🤖 AI Summary
Existing LLM-driven NLP software lacks dedicated robustness testing methodologies. Method: We propose AORTA, the first automated robustness testing framework tailored for LLMs, which formulates testing as a combinatorial optimization problem, enables transfer of DNN testing techniques, and introduces Adaptive Beam Search (ABS)—a novel algorithm that dynamically adjusts beam width and backtracking strategies to enhance coverage and naturalness in ultra-high-dimensional feature spaces.
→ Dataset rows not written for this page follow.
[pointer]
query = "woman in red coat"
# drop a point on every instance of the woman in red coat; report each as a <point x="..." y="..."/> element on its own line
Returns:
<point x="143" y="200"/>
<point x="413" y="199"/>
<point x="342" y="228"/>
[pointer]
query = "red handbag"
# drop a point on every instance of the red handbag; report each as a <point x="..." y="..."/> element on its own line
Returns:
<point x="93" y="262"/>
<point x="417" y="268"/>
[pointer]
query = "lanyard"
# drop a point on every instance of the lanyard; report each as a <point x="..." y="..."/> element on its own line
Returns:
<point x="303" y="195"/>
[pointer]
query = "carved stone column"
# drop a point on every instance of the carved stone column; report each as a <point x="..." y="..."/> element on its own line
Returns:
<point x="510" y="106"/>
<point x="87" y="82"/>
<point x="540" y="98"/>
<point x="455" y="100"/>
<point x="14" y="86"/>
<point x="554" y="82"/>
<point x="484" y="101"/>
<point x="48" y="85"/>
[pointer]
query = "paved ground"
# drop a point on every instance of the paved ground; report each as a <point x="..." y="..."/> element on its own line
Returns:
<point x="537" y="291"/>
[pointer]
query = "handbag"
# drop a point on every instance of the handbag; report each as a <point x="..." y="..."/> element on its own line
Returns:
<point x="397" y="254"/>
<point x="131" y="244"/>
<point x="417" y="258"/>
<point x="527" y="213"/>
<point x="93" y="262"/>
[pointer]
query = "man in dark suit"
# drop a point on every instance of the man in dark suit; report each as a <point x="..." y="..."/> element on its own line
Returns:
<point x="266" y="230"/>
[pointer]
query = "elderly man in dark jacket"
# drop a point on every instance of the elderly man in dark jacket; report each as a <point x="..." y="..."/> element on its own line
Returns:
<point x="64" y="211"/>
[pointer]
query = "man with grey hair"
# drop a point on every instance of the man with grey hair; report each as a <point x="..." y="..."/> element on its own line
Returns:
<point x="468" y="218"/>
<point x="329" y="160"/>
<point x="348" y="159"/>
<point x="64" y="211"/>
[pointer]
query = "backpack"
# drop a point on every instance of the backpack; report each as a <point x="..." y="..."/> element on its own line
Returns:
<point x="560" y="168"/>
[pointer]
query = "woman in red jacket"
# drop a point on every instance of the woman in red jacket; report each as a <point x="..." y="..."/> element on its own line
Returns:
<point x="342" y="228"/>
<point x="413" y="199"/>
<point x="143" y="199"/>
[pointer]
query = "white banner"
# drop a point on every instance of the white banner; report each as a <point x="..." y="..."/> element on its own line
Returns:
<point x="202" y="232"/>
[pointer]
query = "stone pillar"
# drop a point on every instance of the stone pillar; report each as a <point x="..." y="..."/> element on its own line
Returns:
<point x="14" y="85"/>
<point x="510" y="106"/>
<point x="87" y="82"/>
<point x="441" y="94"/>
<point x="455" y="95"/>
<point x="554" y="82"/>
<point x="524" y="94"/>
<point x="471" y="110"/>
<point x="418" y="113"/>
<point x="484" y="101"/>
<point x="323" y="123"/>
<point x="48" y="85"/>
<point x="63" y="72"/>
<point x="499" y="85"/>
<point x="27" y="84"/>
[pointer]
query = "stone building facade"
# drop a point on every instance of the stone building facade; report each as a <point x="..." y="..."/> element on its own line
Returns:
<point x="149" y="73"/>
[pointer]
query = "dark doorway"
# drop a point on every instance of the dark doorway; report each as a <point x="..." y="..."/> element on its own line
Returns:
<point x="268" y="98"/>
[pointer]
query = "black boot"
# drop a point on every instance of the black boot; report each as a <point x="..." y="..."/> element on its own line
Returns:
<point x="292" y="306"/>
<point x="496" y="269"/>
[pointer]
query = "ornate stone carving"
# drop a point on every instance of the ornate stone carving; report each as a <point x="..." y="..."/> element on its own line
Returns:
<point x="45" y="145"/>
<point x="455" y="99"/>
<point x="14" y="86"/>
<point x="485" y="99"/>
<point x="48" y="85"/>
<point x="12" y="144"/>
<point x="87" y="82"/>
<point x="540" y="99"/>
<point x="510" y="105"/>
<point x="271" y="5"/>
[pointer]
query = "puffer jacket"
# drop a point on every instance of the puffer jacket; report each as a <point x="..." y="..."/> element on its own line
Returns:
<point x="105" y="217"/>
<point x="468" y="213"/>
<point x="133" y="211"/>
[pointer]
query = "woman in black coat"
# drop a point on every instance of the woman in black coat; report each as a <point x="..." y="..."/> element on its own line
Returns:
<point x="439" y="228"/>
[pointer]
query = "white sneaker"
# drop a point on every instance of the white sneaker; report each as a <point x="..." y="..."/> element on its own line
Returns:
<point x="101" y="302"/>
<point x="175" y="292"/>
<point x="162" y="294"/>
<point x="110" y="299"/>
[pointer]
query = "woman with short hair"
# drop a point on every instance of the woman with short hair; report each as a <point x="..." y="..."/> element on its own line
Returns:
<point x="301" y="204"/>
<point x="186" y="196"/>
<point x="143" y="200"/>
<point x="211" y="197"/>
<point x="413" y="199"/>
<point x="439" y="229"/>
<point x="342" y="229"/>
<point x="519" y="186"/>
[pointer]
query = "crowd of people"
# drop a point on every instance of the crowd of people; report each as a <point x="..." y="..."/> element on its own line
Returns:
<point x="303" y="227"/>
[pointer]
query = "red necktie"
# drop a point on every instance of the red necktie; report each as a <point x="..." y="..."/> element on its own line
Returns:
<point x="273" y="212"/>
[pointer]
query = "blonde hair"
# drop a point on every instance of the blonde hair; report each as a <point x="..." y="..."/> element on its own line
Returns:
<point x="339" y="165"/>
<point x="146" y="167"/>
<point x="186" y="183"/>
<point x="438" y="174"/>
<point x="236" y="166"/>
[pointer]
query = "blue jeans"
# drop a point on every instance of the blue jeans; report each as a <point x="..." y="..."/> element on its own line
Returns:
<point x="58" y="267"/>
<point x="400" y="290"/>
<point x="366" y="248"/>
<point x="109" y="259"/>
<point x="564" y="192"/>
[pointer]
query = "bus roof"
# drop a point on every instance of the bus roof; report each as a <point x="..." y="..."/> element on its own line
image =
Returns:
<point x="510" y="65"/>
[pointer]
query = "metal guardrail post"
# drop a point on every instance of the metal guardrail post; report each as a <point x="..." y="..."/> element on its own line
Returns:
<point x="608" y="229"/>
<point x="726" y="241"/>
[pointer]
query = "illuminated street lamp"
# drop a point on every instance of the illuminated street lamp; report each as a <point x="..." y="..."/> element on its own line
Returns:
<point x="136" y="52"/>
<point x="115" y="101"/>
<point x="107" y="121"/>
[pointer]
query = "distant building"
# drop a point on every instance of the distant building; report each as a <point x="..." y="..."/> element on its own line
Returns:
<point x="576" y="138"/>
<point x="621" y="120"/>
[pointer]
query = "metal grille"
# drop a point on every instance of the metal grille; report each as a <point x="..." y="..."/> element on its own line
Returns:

AORTA integrates 18 test generation methods, multiple threat models, query-efficiency optimizations, and naturalness evaluation. Results: Evaluated across three datasets and five threat models, AORTA achieves an average test success rate of 86.14%. Compared to PWWS, it reduces per-success test time by 3441.9 seconds and query count by 218.8×, while generating more natural and cross-model transferable adversarial examples.
📝 Abstract
Benefiting from the advancements in LLMs, NLP software has undergone rapid development. Such software is widely employed in various safety-critical tasks, such as financial sentiment analysis, toxic content moderation, and log generation. To our knowledge, there are no known automated robustness testing methods specifically designed for LLM-based NLP software. Given the complexity of LLMs and the unpredictability of real-world inputs (including prompts and examples), it is essential to examine the robustness of overall inputs to ensure the safety of such software. To this end, this paper introduces the first AutOmated Robustness Testing frAmework, AORTA, which reconceptualizes the testing process into a combinatorial optimization problem. Existing testing methods designed for DNN-based software can be applied to LLM-based software by AORTA, but their effectiveness is limited. To address this, we propose a novel testing method for LLM-based software within AORTA called Adaptive Beam Search. ABS is tailored for the expansive feature space of LLMs and improves testing effectiveness through an adaptive beam width and the capability for backtracking. We successfully embed 18 test methods in the designed framework AORTA and compared the test validity of ABS with three datasets and five threat models. ABS facilitates a more comprehensive and accurate robustness assessment before software deployment, with an average test success rate of 86.138%. Compared to the currently best-performing baseline PWWS, ABS significantly reduces the computational overhead by up to 3441.895 seconds per successful test case and decreases the number of queries by 218.762 times on average. Furthermore, test cases generated by ABS exhibit greater naturalness and transferability.